Rabu, 14 November 2012

BP Migas Bubar, Pemerintah Harus Segera Buat Aturan



JAKARTA, KOMPAS.com — Anggota DPR RI dari Fraksi PDI Perjuangan Budiman Sujatmiko menyatakan setuju dengan putusan Mahkamah Konstitusi yang mengabulkan uji materi Undang-Undang No 22 Tahun 2001 tentang Minyak dan Gas Bumi. Menurut Budiman, pembubaran tugas dan wewenang BP Migas ini merupakan langkah yang tepat karena selama ini BP Migas dinilai tidak memperlihatkan dukungan kepada perusahaan minyak dan gas dalam negeri.

"Secara otomatis, putusan MK tersebut membubarkan tugas dan wewenang BP Migas. Ini merupakan langkah yang tepat bila melihat keberadaan BP Migas selama ini tidak memperlihatkan dukungan kepada perusahaan minyak dan gas dalam negeri,” ujarnya kepada Kompas.com via BlackBerry Messenger, Rabu (14/11/2012).

Budiman mengungkapkan, hampir seluruh kontrak blok produksi diberikan kepada perusahaan minyak dan gas asing, seperti blok Mahakam pada waktu lalu. Hal ini juga akan terjadi pada kontrak migas yang masih berjalan atau yang akan berakhir serta juga yang terkait dengan negosiasi kontrak yang sedang berlangsung di BP Migas. Dengan demikian, kepastian hukum oleh pemerintah dibutuhkan saat ini.

Menurutnya, dalam menghadapi persoalan ini, pemerintah harus tegas menunjukkan keberpihakan pada kedaulatan energi bangsa dengan cara tidak perlu mempertahankan lagi kontrak-kontrak pertambangan migas yang akan berakhir dan menegosiasikan kembali kontrak yang sedang berjalan.

Seperti diketahui, MK memutuskan pasal yang mengatur tugas dan fungsi Badan Pelaksana Minyak dan Gas Bumi (BP Migas) yang diatur dalam UU Nomor 22 Tahun 2001 tentang Minyak dan Gas Bumi. Menurut MK, pasal-pasal itu bertentangan dengan UUD 1945 dan tidak memiliki hukum mengikat.
Mahkamah Konstitusi menilai, UU Migas membuka liberalisasi pengelolaan migas karena sangat dipengaruhi pihak asing. MK dalam pertimbangannya mengatakan hubungan antara negara dan sumber daya alam Migas sepanjang dikonstruksi dalam bentuk KKS antara BP Migas selaku Badan Hukum Milik Negara sebagai pihak pemerintah atau yang mewakili pemerintah, dengan Badan Usaha atau Bentuk Usaha Tetap sebagaimana diatur dalam UU Migas, bertentangan dengan prinsip penguasaan negara yang dimaksud oleh konstitusi.

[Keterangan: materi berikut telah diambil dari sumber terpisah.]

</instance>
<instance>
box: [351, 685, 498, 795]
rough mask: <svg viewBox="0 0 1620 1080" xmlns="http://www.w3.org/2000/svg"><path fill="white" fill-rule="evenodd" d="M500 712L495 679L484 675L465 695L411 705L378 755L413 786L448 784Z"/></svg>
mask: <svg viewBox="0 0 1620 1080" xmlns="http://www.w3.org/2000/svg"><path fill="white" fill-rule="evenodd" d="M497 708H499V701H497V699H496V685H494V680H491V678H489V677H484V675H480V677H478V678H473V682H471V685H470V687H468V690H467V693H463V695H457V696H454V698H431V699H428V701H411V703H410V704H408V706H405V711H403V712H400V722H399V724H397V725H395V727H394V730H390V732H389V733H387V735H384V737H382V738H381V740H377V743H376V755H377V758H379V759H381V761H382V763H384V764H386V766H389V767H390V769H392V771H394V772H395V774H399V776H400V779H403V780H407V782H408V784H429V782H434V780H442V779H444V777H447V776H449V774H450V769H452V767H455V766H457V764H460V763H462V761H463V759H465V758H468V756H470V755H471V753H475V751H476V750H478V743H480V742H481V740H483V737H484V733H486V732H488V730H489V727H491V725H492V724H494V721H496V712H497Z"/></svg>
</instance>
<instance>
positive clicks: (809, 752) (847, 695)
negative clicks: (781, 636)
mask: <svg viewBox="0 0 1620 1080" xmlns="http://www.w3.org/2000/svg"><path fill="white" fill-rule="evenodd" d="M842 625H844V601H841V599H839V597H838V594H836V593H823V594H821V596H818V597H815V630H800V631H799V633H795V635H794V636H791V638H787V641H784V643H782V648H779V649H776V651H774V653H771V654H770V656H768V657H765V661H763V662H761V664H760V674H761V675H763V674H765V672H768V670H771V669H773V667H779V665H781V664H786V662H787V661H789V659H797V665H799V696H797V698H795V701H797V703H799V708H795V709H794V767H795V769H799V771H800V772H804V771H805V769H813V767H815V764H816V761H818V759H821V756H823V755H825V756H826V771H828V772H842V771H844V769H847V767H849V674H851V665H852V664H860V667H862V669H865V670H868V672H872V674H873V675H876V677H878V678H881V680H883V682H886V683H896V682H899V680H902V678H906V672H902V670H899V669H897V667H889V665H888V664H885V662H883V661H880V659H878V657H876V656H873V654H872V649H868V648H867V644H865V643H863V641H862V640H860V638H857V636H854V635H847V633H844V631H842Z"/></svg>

Karena itu, Budiman menyatakan, pemerintah harus segera membuat aturan hukum untuk mengisi kekosongan hukum terkait pengaturan mengenai kewenangan unit minyak dan gas agar tidak ada kegaduhan di dalam pengelolaan minyak dan gas yang saat ini sedang berjalan.

Ini blok migas yang disarankan tidak perlu diperpanjang kontrak.
-    Blok Siak (operator PT Chevron Pasific Indonesia, CPI) habis kontrak 2013.
-    Gebang (Pertamina-Costa) habis kontrak pada 2015.
-    Blok Mahakam (Total), ONWJ (PHE), Attaka (Inpex), dan Lematang (Medco) habis kontrak pada 2017.
-    Tuban (Pertamina-Petrochina), Ogan Komering (Pertamina-Talisman), North Sumatra Offshore B (Exxon Mobil), Southeast Sumatra(CNOOC), Tengah (Total), NSO Extention (ExxonMobil), Sanga-Sanga (Vico Indonesia), dan West Pasir dan Attaka (CPI), habis kontrak pada 2018.
-    Bula (Kalrez Petrolum), Seram Non Bula (Citic), Pendopo dan Raja (Pertamina-Golden Spike), dan Jambi Merang (JOB Pertamina-Hess) habis kontrak pada 2019.
-    South Jambi B (ConocoPhilips), Malacca Strait (Kondur Petroleum), Brantas (Lapindo), Salawati (Pertamina-Petrochina), Kepala Burung Blok A (Petrochina), Sengkang (Energy Equity), dan Makassar Strait Offshore Area A (Chevron Indonesia Company) habis kontrak pada 2020.
-    Blok Rokan (CPI), Bentu Sengat (Kalila), Muriah (Petronas), dan Selat Panjang (Petroselat) pada 2021.